Canon EOS R settings I use


Published on November 16, 2019, last updated April 24, 2020

Recently I bought Canon EOS R. It is Canon’s first full-frame mirrorless camera, relatively inexpensive, and most importantly it gives you access to the new wonderful RF glass.

In this post I will explain the tweaks I made to the default configuration. I’m not going to explain each and every thing you can change, there are already posts like that and the official manual. Instead I’ll focus on how to make the camera easier and quicker to operate—so that you won’t miss a good shot. If I don’t mention a setting it means that the default is OK.

Press the Menu button to access the settings.

Still photo shooting

This is the red menu with little camera icon.

  • Image quality (page 1). I set it to RAW. RAW files contain raw data from the sensor. It allows you to get better results during post-production phase than with JPEG which is a lossy, compressed image format. JPEG files can be obtained from RAW files during development of digital negatives which is something you probably will be doing anyway if you’ve bought this sort of camera. I see no point in duplicating information by shooting in both RAW and JPEG. There is no added safety either because both types of files are stored on the same card.

  • Image review (page 1). I turn it off. Why? With mirrorless camera you get pretty good idea of what you’re going to get when you press the shooting button. Reviewing your shots is a waste of time which may be very valuable in certain situations. Instead, just shoot and concentrate on what you’re doing in real time. When it’s over you can check the results. Bad shots will be bad, good shots will be good, regardless of the time when you check them, but you’ll have more material to choose from! It’s OK to have review enabled if you’re shooting something that is not moving and where you can’t really miss a moment.

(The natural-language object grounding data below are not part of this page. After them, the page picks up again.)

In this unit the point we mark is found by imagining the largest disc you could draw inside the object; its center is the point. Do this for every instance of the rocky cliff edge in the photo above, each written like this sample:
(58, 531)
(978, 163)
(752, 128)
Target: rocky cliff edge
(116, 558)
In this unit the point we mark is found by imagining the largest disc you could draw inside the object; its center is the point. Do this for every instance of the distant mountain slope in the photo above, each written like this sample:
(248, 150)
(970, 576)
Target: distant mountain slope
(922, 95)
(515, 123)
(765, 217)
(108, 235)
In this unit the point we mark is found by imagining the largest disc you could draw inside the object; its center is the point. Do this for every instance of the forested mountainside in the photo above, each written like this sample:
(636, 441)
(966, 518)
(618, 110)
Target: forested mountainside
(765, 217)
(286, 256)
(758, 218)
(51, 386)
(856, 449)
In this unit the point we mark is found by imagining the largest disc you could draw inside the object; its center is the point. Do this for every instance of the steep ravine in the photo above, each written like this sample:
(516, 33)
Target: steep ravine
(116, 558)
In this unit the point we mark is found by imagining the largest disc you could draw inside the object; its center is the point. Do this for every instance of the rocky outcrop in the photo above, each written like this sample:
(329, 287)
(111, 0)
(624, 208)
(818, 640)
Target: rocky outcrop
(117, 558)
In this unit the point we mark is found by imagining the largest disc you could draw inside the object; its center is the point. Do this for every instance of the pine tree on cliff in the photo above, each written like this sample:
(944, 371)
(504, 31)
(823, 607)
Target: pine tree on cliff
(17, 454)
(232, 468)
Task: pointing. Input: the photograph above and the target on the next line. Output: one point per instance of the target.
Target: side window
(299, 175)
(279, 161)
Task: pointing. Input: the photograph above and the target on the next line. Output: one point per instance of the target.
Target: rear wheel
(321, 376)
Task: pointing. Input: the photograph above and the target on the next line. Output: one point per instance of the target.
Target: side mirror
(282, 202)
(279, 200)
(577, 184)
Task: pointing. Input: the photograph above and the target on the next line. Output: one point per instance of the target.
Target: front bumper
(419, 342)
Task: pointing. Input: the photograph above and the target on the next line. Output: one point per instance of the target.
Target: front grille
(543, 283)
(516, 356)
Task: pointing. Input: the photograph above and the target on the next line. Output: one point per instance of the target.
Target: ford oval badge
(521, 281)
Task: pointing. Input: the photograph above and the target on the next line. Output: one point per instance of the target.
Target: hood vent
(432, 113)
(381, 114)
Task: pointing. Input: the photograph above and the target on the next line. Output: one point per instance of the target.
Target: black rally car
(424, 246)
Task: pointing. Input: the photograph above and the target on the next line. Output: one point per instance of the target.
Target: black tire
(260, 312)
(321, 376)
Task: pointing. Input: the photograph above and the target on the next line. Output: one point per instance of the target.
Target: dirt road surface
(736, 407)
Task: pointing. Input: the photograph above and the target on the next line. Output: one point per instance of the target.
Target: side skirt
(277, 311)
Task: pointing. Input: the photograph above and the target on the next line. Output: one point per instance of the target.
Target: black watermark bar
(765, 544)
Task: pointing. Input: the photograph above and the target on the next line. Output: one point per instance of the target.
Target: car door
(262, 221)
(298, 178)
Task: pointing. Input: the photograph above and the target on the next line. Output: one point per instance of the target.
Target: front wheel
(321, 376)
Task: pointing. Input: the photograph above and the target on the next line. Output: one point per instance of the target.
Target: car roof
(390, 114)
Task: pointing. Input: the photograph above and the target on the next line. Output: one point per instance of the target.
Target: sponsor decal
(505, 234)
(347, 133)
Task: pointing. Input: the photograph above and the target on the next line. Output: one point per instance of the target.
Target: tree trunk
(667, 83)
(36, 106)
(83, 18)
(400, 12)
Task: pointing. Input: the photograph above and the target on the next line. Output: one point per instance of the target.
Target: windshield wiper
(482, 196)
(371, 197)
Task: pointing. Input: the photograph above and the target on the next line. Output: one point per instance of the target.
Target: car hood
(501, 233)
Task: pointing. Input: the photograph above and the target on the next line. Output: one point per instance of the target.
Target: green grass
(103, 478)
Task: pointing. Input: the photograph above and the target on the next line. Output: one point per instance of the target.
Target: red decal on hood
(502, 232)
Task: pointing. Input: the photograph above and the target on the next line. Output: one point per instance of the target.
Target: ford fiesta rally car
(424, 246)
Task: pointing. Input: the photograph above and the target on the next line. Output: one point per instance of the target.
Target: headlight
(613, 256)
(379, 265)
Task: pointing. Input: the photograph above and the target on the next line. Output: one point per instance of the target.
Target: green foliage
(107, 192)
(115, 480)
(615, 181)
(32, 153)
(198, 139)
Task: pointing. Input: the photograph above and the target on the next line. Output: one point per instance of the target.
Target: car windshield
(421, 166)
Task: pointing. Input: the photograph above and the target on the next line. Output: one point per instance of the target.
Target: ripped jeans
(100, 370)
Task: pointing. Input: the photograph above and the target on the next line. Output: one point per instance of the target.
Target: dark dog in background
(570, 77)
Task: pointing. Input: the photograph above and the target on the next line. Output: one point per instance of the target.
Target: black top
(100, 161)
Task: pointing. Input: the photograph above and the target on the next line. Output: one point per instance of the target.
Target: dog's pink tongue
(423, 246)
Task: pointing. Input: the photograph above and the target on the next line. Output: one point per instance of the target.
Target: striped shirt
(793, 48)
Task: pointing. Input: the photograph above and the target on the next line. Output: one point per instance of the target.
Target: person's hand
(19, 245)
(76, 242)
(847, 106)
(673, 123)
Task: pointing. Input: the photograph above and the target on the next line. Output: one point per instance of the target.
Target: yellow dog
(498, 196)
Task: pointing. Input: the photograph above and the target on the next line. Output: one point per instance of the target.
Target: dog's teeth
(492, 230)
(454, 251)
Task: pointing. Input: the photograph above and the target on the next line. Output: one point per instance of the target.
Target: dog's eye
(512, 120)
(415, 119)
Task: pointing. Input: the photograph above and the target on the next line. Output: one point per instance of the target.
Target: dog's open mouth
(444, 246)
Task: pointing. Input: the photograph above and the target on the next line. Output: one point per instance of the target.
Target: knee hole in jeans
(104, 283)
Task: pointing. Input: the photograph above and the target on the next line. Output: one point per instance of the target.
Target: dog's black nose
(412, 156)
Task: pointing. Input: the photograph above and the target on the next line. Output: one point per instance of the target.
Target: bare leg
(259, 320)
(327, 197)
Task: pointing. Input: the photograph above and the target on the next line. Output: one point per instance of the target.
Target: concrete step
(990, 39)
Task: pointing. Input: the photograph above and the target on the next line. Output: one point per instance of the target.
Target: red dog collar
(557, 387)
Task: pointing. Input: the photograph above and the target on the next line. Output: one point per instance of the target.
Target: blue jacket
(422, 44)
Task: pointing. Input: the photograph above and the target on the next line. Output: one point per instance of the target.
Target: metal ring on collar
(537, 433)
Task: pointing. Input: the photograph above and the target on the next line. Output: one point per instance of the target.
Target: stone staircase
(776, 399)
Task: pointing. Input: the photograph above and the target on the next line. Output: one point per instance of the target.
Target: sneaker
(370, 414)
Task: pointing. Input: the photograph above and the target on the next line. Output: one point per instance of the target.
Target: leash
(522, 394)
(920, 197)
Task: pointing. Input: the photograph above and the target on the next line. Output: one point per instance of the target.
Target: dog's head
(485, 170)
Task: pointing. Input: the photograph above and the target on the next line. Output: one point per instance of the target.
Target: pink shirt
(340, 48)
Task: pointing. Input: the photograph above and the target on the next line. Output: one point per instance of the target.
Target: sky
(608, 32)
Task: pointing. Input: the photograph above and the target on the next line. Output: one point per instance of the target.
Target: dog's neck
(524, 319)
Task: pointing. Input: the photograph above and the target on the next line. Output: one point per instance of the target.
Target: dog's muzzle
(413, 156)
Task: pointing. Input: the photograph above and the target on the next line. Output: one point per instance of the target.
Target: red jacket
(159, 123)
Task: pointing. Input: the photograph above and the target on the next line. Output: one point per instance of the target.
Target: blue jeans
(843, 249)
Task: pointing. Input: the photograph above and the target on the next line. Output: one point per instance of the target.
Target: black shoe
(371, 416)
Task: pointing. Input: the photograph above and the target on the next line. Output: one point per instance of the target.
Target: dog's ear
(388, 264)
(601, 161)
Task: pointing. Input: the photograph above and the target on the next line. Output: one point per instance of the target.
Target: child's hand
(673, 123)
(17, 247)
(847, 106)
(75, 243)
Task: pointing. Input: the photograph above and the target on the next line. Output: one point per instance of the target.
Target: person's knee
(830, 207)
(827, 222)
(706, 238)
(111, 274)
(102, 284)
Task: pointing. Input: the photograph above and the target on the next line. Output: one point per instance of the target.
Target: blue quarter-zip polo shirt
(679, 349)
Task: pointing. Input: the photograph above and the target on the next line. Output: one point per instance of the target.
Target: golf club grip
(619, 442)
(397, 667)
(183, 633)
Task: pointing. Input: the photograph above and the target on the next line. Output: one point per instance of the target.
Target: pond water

  • ISO speed settings (page 3). In the ISO speed range sub-menu, it’s a good idea to decrease the lower limit for ISO to 50 (marked as L) instead of the default 100. Many people do not know that it is possible to unlock lower ISO or their cameras. Sometimes it is handy to be able to use 50 when there is too much light.


This is the purple menu with the two letters AF. There are a few settings here that you will want to tweak depending on situation but you can do it by pressing M-Fn button or Q set button, so I’ll skip them here.

  • Touch & drag AF settings (page 1). Enable touch & drag AF. It’s hard to imagine not being able to move the AF area while looking through the view finder, but it’s disabled by default! Positioning method should be relative, active touch area should be right. This way you can move the AF area using your right thumb while looking through the view finder.

  • Focus guide (page 2). This gives you a visual indication of your focusing accuracy in manual mode. Can be useful sometimes, although if you’re focusing manually it’s probably because the camera is having problems with autofocusing in a particular situation, and so the focus guide feature will also have the same problem.


This is the yellow menu with wrench icon.

  • Beep (page 3). A matter of taste, but I disable it because it is obvious to me when the camera focuses. I don’t like to go around beeping all the time and distracting people (who I may want to shoot!).

Custom functions

This is the orange menu with camera icon with some sort of meter underneath.

  • Customize buttons (page 4). There is a mismatch between position of buttons and their function. Some pretty handy buttons are hard to press without looking.

    • The AF-ON button does exactly the same thing as half-pressed shooting button, and yet it occupies a very ergonomic spot. I use it to set AF point to center, because I often move AF point temporarily and always want to restore it later when I’m done with the scene.

    • AE lock button is close to AF-ON and also is pretty easy to reach without looking. I use it for depth of field preview. By default you see the depth of field with wide open aperture—it does not adjust in real time as you change your aperture value to let the camera auto-focus better in low light and have better image in the view finder. Depth of field preview is a useful function which is not assigned to any button by default.

    • AF point button is also in the same region. I use it to switch between one-shoot AF and servo AF.

  • Customize dials (page 4). The two standard dials are OK, except the so-called Quick control dial (closer to you) is harder to rotate and by default it controls aperture which is the setting that I tweak most often. This is why I set the control ring on the lens to control aperture as well. You could think that duplicating functions like this is wasteful, but things you do often should be very easy and quick (the lens’ ring being the easiest thing to rotate IMO). Also, there is very limited choice with regard to Quick control dial alternative functions so I just keep it as is.

  • Customize M-Fn bar (page 4). M-Fn bar is useful, but it doesn’t do anything by default. I set it to control AF modes. I disable the safety lock, because unlocking it takes time. If I accidentally touch it, it’s not the end of the world, I can bring it back quickly.


There are many more settings to tweak in certain situations, but these I find essential for quick operation at all times. Happy shooting!